Considerations in Advanced RCC Treatment Selection
Pedro Barata, MD, MSc, and Benjamin Garmezy, MD, outline factors taken into consideration when selecting advanced RCC treatments.
EP: 1.Overview of Renal Cell Carcinoma
EP: 2.Renal Cell Carcinoma Histology and Risk Stratification
EP: 3.Patient Profile: A 67-Year-Old Man With Metastatic Clear Cell RCC
EP: 4.Front Line Trials in Advanced RCC
EP: 5.Considerations in Advanced RCC Treatment Selection
EP: 6.Advanced RCC Treatment Options Post-Progression
EP: 7.TIVO-3 Trial: Tivozanib for Patients With Advanced RCC
EP: 8.Advanced RCC Treatments Following Prior Immune Checkpoint Inhibitors
EP: 9.Clinical Pearls for Treating Advanced Renal Cell Carcinoma
Transcript:
Benjamin Garmezy, MD: When you think about it, who wouldn’t you give immunotherapy to? It’s those patients who have autoimmune disorders and disorders like that. But even some of those, if it’s a mild psoriasis or a mild rheumatoid arthritis, I’m trying to challenge them with a single-agent immunotherapy with TKI [tyrosine kinase inhibitor] combination. I probably would avoid the doublet immunotherapy combinations in those patients for obvious reasons of concerns about flare-up of autoimmune toxicity. But ultimately, I agree with you, I don’t think there’s a patient for single-agent TKI anymore. You could make an argument for IO [immuno-oncology]–TKI combinations. Some folks might even make an argument for single-agent immunotherapy combinations in patients who have high-risk factors for TKI toxicity, though that’s not as commonplace. If you wanted to, instead of giving a low dose of a TKI or a TKI monotherapy because you didn’t think the patient needed aggressive therapy, you could argue that active surveillance is still an option for some patients with certain biology of clear cell renal cell with very slow progressing tumors instead of single-agent monotherapy TKI, which is unlikely to cure any patient. Right?
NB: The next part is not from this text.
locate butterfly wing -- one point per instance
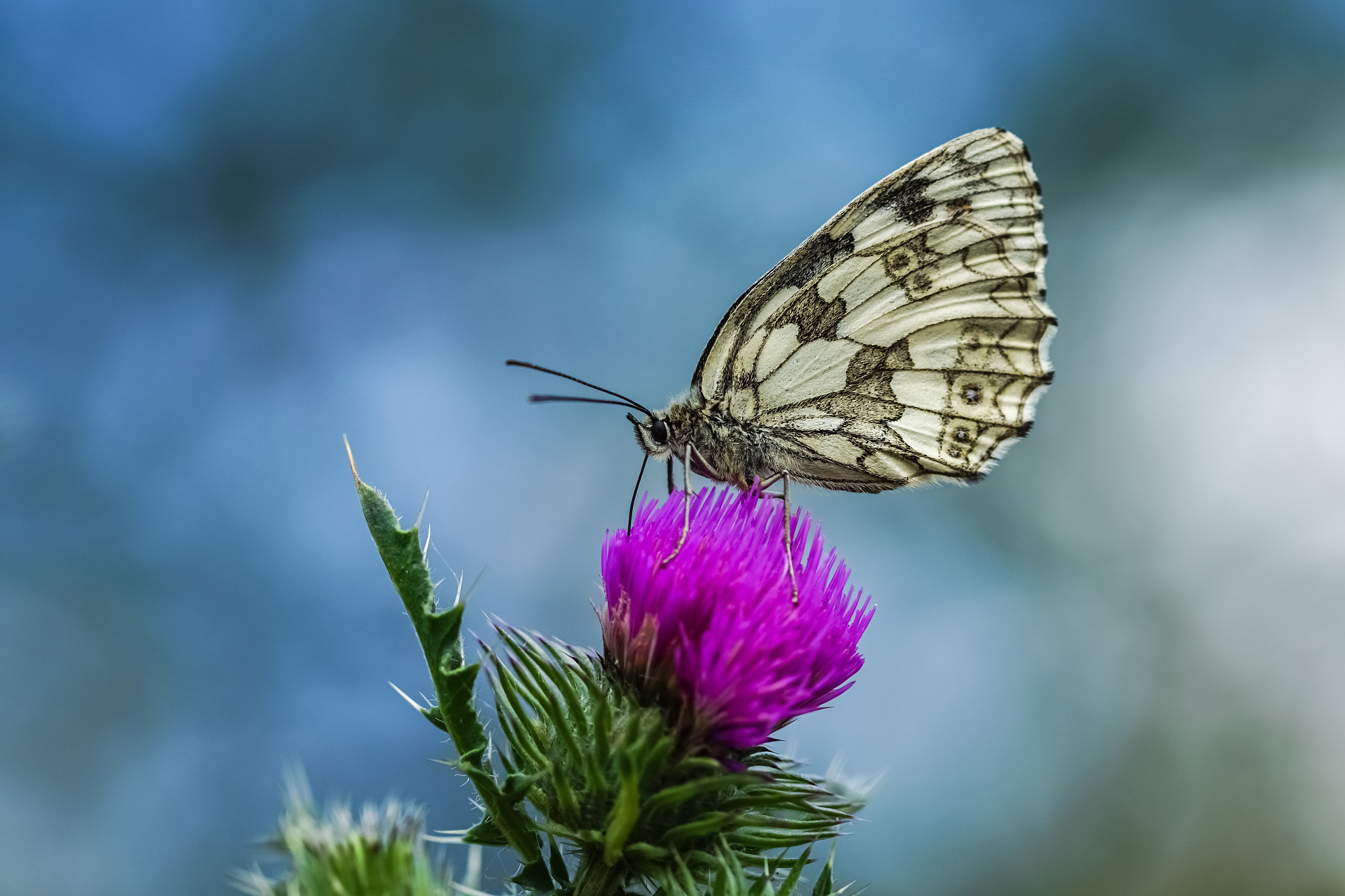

Pedro Barata, MD, MSc: Right. It’s funny that you highlight that because I recall that data, as well. I’m thinking about the trial by Dr Rini in Lancet Oncology. The time of initiation of systemic therapy for a selected group of patients was close to a year and a half, which is to your point. There are some cancers and tumors where it’s safe to just check your scans, and those of indolent growth are appropriately considered for active surveillance. I would argue that in my practice, with maybe 1 out of 10 patients, I’m going to end up giving a TKI monotherapy.
The minority are those—in addition to your point where you don’t feel comfortable or don’t think it’s safe to offer an IO approach—I’m thinking about the elderly patient population, those patients who have many comorbidities and whose life expectancy won’t be impacted by kidney cancer. Often, I’ve used this on and off intermittently where I keep them on for a while, you shrink the tumor, and then you stay off, and then until the tumor regrows back to where it was before, you offer them quality of life because some of these TKIs, sunitinib and even pazopanib, can pose adverse effects. I’ve done that strategy. Again, this is for the minority of the patients, but we see those patients, too. It’s not the majority, but they do come [into the clinic] and our goal is to control their cancer while they are dealing with other health-related problems.
Dr Garmezy, we talked a little bit about risk, and you shared your thought process when you walk through all the options available. Do you use the risk groups that we talked about, IMDC [International Metastatic RCC Database Consortium] and the Memorial Sloan Kettering [Cancer Center] group? Or do you use a different strategy? How do you stratify your patients in clinic?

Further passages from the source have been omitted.